Log periodics, a form of fractal antenna, have their electromagnetic characteristics uniquely determined by geometry, via an opening angle.

==Frequency invariance and Maxwell's equations==
One different and useful attribute of some fractal element antennas is their self-scaling aspect. In 1957, V.H. Rumsey presented results that angle-defined scaling was one of the underlying requirements to make antennas invariant (have same radiation properties) at a number, or range, of frequencies. Work by Y. Mushiake in Japan starting in 1948 demonstrated a similar result of self-complementary antennas being frequency independent.

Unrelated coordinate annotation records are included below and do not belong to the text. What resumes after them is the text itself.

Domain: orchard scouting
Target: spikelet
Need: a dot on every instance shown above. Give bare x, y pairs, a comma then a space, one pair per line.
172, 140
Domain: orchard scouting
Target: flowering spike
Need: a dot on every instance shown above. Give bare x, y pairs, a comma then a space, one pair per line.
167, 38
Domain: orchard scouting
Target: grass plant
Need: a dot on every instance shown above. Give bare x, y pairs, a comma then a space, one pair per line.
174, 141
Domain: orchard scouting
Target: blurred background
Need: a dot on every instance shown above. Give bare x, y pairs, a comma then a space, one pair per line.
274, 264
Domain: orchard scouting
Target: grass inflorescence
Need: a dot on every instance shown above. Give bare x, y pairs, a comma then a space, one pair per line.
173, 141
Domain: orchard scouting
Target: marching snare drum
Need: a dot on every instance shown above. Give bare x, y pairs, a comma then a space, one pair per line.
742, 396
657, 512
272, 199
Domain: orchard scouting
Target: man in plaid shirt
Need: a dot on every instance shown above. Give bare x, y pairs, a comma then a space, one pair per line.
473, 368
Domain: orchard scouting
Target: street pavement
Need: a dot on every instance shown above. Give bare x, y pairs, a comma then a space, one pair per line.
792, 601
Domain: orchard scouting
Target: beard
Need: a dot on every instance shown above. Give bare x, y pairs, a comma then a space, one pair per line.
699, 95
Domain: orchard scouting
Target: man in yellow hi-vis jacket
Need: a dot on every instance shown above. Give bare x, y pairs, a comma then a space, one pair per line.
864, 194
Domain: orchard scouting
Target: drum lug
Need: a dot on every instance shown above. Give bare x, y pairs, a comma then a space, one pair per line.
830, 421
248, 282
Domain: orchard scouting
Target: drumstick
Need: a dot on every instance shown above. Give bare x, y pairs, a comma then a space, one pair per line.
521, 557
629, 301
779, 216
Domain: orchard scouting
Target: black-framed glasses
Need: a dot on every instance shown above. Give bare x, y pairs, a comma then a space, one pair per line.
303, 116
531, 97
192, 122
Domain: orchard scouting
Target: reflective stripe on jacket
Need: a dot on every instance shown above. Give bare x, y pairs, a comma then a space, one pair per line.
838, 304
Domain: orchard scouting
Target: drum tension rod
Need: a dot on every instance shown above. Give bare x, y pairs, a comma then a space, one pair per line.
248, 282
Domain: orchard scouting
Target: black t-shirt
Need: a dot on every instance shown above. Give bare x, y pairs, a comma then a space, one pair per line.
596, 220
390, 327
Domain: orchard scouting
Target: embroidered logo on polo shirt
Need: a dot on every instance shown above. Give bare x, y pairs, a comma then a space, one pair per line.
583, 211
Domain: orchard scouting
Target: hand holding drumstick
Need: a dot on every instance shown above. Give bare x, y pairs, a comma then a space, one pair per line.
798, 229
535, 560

It was believed that antennas had to be defined by angles for this to be true, but in 1999 it was discovered that self-similarity was the requirement to make antennas frequency and bandwidth invariant. Angle-defined antennas are self-similar, but other self-similar antennas are frequency independent although not angle-defined.

This analysis, based on Maxwell's equations, showed fractal antennas offer a closed-form and unique insight into the invariance properties of Maxwell's equations – a key aspect of electromagnetic phenomena – now known as the Hohlfeld-Cohen-Rumsey (HCR) principle. Mushiake's earlier work on self complementarity was shown to be limited to impedance smoothness, as expected from Babinet's principle, but not frequency invariance.

== Other uses ==
In addition to their use as antennas, fractals have also found application in other antenna system components, including loads, counterpoises, and ground planes.

Fractal inductors and fractal tuned circuits (fractal resonators) were also discovered and invented simultaneously with fractal element antennas. An emerging example of such is in metamaterials. A recent invention demonstrates using close-packed fractal resonators to make the first wideband metamaterial 'invisibility cloak' at microwave frequencies.

Fractal filters (a type of tuned circuit) are another example where the superiority of the fractal approach for smaller size and better rejection has been proven.

As fractals can be used as counterpoises, loads, ground planes, and filters, all parts that can be integrated with antennas, they are considered parts of some antenna systems and thus are discussed in the context of fractal antennas.